New app helps property owners pimp their driveways to motorhome travellers.
Rather than risk fines for illegal freedom camping, motor home travellers will be able to stay the night beside a chook run, a vineyard, or even in the car park of a fancy resort.
Campable, a new app designed to hook up motor home travellers with private property owners, is being touted as a solution to freedom camping woes, with hosts typically charging $30 per vehicle.
The app is the work of Auckland company Parkable which helps property owners hire out parking spaces in vacant driveways and car parks in Auckland and Wellington.
The app allows organisations such as sports clubs to earn extra income, and hosts include farms, cafes, adventure tourism businesses, vineyards and commercial accommodation providers such as Wairakei Resort Taupo and the Maruia Springs Thermal Resort.
Campable director Toby Littin said they would have 400 properties listed on Campable by the end of the month and hoped to provide 50,000 guest nights in their first year with plans to expand to Australia by next summer.

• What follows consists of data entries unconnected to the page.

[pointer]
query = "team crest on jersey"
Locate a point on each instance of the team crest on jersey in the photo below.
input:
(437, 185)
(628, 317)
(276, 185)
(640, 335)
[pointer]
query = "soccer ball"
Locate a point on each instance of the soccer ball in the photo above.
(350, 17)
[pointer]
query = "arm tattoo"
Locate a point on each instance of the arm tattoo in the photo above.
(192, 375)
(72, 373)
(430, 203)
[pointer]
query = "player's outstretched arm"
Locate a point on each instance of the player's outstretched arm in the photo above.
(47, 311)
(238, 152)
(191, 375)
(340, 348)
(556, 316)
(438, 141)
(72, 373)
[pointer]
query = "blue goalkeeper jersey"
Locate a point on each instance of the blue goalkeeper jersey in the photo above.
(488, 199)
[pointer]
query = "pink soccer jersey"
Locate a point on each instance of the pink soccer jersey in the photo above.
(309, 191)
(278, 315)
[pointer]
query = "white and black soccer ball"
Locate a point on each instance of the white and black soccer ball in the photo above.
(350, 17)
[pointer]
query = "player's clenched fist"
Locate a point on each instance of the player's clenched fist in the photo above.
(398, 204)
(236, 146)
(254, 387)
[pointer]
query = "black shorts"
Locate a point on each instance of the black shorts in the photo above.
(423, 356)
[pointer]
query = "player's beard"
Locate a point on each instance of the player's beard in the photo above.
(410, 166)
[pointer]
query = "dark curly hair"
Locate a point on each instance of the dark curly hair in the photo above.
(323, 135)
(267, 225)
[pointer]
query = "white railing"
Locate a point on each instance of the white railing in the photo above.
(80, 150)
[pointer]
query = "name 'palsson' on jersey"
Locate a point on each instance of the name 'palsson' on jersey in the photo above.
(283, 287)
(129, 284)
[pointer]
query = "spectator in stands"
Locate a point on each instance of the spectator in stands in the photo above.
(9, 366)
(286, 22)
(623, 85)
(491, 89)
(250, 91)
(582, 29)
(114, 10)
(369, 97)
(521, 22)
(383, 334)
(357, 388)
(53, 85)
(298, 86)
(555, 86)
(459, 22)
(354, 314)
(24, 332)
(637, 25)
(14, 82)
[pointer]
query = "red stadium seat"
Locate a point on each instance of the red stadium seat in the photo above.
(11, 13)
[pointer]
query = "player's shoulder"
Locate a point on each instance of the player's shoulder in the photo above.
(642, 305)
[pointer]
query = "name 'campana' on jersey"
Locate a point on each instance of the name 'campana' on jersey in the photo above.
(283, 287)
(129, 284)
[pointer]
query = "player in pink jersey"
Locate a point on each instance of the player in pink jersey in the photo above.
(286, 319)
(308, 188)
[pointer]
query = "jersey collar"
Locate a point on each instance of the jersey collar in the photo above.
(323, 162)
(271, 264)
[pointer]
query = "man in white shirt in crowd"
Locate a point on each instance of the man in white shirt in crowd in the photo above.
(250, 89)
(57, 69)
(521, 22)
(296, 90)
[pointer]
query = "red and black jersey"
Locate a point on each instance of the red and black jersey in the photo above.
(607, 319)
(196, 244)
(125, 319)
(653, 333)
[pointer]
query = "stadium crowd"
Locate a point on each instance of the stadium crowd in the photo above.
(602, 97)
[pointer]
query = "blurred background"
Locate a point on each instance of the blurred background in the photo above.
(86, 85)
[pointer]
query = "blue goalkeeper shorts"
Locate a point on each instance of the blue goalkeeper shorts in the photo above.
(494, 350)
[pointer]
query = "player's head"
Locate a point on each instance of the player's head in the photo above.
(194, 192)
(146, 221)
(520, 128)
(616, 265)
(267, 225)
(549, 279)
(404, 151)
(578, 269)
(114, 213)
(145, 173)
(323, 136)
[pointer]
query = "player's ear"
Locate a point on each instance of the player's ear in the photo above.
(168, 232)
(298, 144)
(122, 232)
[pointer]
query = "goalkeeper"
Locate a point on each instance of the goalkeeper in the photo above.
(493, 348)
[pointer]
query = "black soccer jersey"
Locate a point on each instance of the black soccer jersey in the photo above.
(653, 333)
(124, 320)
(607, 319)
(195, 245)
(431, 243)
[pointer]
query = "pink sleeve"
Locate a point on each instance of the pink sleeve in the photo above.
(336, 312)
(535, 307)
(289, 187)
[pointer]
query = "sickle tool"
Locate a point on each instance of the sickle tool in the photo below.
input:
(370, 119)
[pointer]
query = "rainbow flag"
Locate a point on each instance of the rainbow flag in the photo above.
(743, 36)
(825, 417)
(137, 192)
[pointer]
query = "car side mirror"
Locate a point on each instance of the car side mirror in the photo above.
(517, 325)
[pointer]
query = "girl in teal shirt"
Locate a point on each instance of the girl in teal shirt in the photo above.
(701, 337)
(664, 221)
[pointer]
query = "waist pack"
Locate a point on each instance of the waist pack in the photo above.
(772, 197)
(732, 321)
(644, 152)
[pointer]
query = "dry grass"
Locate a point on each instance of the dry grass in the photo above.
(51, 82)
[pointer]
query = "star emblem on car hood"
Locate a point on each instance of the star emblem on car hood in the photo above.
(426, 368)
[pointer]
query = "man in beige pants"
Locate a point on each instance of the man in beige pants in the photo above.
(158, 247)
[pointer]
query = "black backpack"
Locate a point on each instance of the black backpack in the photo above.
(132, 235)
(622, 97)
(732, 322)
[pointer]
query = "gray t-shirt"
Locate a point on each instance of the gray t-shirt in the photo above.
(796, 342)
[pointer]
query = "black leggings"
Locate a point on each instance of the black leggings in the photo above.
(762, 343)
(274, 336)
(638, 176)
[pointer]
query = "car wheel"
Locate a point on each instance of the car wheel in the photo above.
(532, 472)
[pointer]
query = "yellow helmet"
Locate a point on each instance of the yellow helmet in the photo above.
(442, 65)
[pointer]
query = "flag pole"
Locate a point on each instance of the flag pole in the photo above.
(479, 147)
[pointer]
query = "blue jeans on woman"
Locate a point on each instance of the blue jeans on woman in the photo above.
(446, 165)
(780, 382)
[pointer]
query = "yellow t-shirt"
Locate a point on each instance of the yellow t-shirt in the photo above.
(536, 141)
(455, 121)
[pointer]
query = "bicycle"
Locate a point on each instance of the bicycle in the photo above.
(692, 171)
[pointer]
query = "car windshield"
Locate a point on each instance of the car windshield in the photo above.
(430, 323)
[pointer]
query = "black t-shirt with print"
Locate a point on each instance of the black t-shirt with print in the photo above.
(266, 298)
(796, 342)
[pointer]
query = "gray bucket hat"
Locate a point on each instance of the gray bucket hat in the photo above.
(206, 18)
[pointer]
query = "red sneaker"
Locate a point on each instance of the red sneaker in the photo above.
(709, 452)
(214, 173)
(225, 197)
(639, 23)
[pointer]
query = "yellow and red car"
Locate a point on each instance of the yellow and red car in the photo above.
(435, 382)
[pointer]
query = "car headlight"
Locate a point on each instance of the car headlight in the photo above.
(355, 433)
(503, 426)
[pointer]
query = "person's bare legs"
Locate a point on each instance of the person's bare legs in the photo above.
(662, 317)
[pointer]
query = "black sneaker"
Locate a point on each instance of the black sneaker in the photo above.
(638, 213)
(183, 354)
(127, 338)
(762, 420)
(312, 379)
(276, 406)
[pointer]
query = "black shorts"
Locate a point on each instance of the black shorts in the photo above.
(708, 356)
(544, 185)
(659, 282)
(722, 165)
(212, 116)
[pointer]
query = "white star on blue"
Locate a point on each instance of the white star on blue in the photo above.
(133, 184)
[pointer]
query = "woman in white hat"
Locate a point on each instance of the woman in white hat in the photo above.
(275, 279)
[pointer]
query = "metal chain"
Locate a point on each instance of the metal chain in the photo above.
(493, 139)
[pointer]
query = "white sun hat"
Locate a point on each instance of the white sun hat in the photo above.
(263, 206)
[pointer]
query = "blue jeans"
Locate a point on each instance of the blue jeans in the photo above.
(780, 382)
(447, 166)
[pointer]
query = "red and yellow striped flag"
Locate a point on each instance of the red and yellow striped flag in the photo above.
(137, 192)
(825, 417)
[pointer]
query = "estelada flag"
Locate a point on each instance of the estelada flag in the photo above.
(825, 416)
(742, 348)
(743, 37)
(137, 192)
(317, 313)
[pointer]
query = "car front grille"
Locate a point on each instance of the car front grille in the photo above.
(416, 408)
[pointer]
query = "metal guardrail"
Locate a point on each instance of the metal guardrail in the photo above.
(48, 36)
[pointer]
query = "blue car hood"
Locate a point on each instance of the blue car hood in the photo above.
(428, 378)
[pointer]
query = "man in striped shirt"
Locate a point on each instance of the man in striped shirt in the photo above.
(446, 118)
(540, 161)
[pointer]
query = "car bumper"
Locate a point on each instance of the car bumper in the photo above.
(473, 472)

Campable could also help overcome a shortage of affordable accommodation for Lions tour fans with 200 sites confirmed at Alexandra Park raceway, and Littin said the goal was to have up to 300 private property sites in Auckland by the time the tour kicked off.
Charges around the country ranged from $10 a night for a basic parking space to $60 for a "powered" spot in a resort car park, access to the hotel amenities and two glasses of wine.
Littin said most sites required vehicles to be fully selfcontained with toilet facilities, but some hosts offered guests the run of the house.
"If they don't, the price will reflect that and it's a nice cheap place to say that's safe, secure and off the street".
Some hosts used the income earned from Campable to fund conservation work on their land but profit was not the main motive.
"On the host side it's that innate desire to host rather than drive revenue, it's that desire to share your part of New Zealand. That's a bigger motivator than the money itself".
Littin said the big advantage for travellers was that they got to mix with locals.
"They really want that unique experience instead of being packed wing mirror to wing mirror with a bunch of other tourists in over crowded freedom camping areas".
Hosts were encouraged to provide "extras" for their guests, such as a tour of their farm or vineyard, a bottle of wine or a free game of golf.
Littin said the company helped hosts go through the regulatory process if they wanted to become registered camping grounds so they could accommodate more than one motorhome at a time.
He said some commercial camping grounds had registered on the app because it gave them the opportunity to link up with a new audience, particularly in the off season when they had plenty of vacancies.